Nitrous Oxide – Nothing to Laugh About

Also known as laughing gas, nitrous oxide seems less funny since scientists branded it as the third most important greenhouse gas emitted through human activities.


A woman sprays fertilizer on her field in Nakornsawan, Thailand. Fertilizers are the single most important source for man-made nitrous oxide emissions (Photo: Reuters)


Contribution to Human-Induced Climate Change: 7 percent

Global Warming Potential (100 years): 298 times stronger than CO2


Like most other greenhouse gases, nitrous oxide is neither toxic nor destructive but a fundamental part of the mechanisms that keep our planet healthy and green. Produced by digesting bacteria, nitrous oxides are part of the nitrogen cycle, one of the most important chemical reactions on Earth.


Nitrogen is the chemical basis for proteins and DNA; plants need it for photosynthesis and growth. While the gas is the most abundant element of our atmosphere, it cannot be used. Higher organisms have to rely on tiny bacteria to turn it into ammonia or nitrates. Once a plant dies, other bacteria feed on the leftovers and turn nitrates back into gases like nitrous oxide or nitrogen.

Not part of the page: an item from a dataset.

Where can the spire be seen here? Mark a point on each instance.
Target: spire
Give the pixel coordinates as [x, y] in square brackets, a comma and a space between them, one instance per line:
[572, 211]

This benevolent cycle went on for millions of years until chemists and farmers realized that nitrogen fertilizers greatly increase crop yields. Since then, more and more nitrogen has been added to the cycle. Farmers around the globe use more than 70 million tons of nitrogen fertilizers annually. According to a study conducted by Nobel prize-winning chemist Paul Crutzen in 2007, some 3 to 5 percent of this nitrogen is converted directly into nitrous oxide, twice the amount previously thought.


Fertilizer application will increase with a growing world population. Over the next three decades food production will need to increase by about 60 percent, estimates the UN’s Food and Agricultural Organization. In the same period, nitrous oxide emissions could double, especially in developing countries.

Developing more effective ways of adding nitrogen to the soil will be a key challenge. Today, fertilizers are often washed away by rain into lakes and seas where algae feed on them, bloom uncontrollably, and starve the water of oxygen. Every summer, nitrogen-rich river flow from the Mississippi River creates a “dead zone” in the Gulf of Mexico the size of Massachusetts.